Other similar funds, such as the ProShares Short VIX Short-Term Futures ETF (SVXY) and the REX VolMAXX Short VIX Futures Strategy ETF (VMIN), were badly bruised, but remained standing. Both have since decreased their exposures to the VIX.


There are many potential reasons that these funds failed. But for many lower-volume funds, investors struggled to nimbly sell off their positions when they desired, to due a lack of buyers for the shares they sought to unload. In any case, the following funds represent some of the hardest hit, in 2018.


Note: All figures are current as of September 10, 2018.


1. ProShares Short VIX Short-Term Futures ETF (SVXY)

This fund uses the S&P 500 VIX Short-Term Futures Index as its benchmark. It measures a rolling long position and provides an 0.5 inverse exposure to the underlying index versus twice that amount, prior to the recent selloff. In other words, it is not a leveraged ETF. 

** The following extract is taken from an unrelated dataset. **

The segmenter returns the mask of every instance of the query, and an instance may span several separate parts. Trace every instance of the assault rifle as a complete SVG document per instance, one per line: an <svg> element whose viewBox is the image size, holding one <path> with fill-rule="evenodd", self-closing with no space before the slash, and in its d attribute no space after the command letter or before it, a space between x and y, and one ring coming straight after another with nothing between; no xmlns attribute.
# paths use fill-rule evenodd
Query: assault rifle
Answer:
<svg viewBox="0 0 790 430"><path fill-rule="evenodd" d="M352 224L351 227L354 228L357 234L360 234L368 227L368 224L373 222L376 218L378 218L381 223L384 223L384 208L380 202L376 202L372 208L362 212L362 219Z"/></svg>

  • Average Volume: 10,774,412
  • Net Assets: $439.46 million
  • 2017 Return: 181.84%
  • 2018 YTD Return: -88.95%



2. REX VolMAXX Short VIX Futures Strategy ETF (VMIN)

This fund uses the S&P 500 VIX Mid-Term Futures Index as its benchmark. It targets inverse exposure to mid-term VIX futures with between two and six months left to expiration.


  • Average Volume: 63,898
  • Net Assets: $9.91 million
  • 2017 Return: 53.13%
  • 2018 YTD Return: -90.60%


3. VelocityShares Daily Inverse VIX Medium-Term ETN (ZIV)

Like VMIN, this fund also uses the S&P 500 VIX Mid-Term Futures index as its benchmark. This fund uses exchange-traded notes to achieve an inverse return on this index.


  • Average Volume: 87,211
  • Net Assets: $142.27 million
  • 2017 Return: -12.33%
  • 2018 YTD Return: -18.31%



The Bottom Line

The performance of these funds reflect a failure of their intent to lock in profits during volatile markets. But not all inverse VIX ETFs are destined for the same fate. Such funds, helmed by shrewd money managers who command a robust understanding of how volatility affects stocks prices, can use volatility to their advantage.


[Important: In most cases, inverse VIX ETFs are best used as short-term plays, rather than long-term investments.]